Posted by amykr on November 19, 2009

Yesterday the US Preventative Services Task Force recommended that mammograms and breast self examination teaching be limited. The recommendation was to move screens from age 40 to age 50 for initial mammograms and to decrease them from yearly to every two years. They also felt that breast self exams should not be taught.

This task force is made up of volunteers to evaluate new and existing procedures and make sure they are used optimally. They do not have legislative power. They do not affect policy. They review research and make suggestions.

Katherine Sebelius, the Secretary of Health and Human Services, was quick to say that Medicare and Medicaid will not be adopting these recommendations. As long as a patient’s doctor orders the procedure these health plans will pay. Other organizations such as The American Cancer Society stated that they do not agree with this recommendation and that they are encouraging women to talk to their physicians, having yearly mammograms at age 40 and clinical breast examinations yearly.

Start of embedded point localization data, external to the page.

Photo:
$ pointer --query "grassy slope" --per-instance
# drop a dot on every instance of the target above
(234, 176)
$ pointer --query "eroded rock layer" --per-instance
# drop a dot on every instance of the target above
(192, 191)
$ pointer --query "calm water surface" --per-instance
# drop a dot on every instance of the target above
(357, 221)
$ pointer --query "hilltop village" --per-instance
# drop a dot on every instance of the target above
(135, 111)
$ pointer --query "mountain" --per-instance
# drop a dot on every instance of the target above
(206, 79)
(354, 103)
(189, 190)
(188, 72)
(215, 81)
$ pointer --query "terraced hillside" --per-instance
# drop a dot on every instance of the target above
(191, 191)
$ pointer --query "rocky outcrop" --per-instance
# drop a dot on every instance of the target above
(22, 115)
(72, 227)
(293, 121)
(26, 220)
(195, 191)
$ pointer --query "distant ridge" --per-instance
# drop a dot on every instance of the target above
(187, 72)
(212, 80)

The big question that is still out there is how many private insurance companies will adopt this recommendation. This 14 person panel has reviewed information from specific studies. This group is made of people in research, medicine and business who used certain studies. They are not specialists in the field of cancer and there may be other studies that were not used. They also take into account cost effectiveness. “The most recent data show us that approximately 17 percent of breast cancer deaths occurred in women who were diagnosed in their 40s, and 22 percent occurred in women diagnosed in their 50s.”

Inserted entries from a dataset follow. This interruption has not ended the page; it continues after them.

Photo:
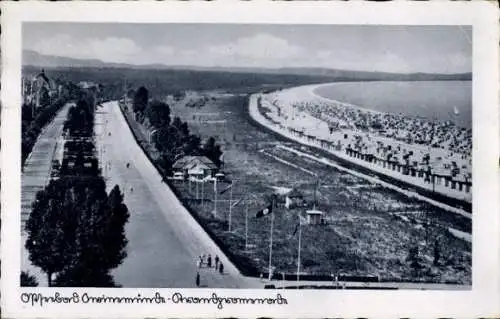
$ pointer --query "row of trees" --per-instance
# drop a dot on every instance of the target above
(34, 119)
(76, 231)
(172, 138)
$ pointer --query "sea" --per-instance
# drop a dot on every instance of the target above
(443, 100)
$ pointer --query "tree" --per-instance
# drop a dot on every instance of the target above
(77, 232)
(28, 280)
(437, 252)
(212, 151)
(140, 100)
(115, 239)
(158, 114)
(414, 259)
(46, 241)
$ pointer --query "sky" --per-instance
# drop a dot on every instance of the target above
(402, 49)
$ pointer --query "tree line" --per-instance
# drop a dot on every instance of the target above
(173, 138)
(76, 231)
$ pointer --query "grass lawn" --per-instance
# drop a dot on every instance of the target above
(370, 228)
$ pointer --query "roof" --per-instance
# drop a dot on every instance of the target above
(314, 212)
(43, 76)
(189, 161)
(294, 193)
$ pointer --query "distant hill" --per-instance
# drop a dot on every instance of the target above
(35, 59)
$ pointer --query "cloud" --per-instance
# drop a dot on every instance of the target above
(109, 49)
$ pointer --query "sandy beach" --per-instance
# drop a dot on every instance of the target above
(433, 155)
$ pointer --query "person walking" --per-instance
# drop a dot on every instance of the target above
(197, 279)
(216, 261)
(221, 269)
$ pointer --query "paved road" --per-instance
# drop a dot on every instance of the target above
(36, 175)
(164, 240)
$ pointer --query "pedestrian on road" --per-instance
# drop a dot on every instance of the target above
(221, 269)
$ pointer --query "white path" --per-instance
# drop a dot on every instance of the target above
(35, 176)
(164, 239)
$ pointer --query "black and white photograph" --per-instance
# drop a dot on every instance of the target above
(273, 156)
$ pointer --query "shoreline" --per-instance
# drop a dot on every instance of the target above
(359, 166)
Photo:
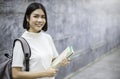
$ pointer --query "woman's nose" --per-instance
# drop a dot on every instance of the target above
(39, 19)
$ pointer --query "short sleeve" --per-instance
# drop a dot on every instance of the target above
(18, 55)
(55, 53)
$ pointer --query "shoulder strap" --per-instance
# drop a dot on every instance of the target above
(26, 51)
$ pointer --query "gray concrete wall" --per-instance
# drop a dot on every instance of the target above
(90, 26)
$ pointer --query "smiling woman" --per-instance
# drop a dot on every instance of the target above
(37, 20)
(43, 50)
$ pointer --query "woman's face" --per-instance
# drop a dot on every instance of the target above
(36, 20)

Research is still going on to find more effective screening for breast cancer. New digital mammography allows for a better screening. Ultrasounds, CT scans and MRIs are allowing for better and more noninvasive follow up for any abnormality. All of this has helped to decrease the death rate of breast cancer patients.

This announcement many cause concerns but it also brings up the necessity to look for other ways of effective screening. It is ultimately up to the patient and her physician to make the final choice of what would be the best choice.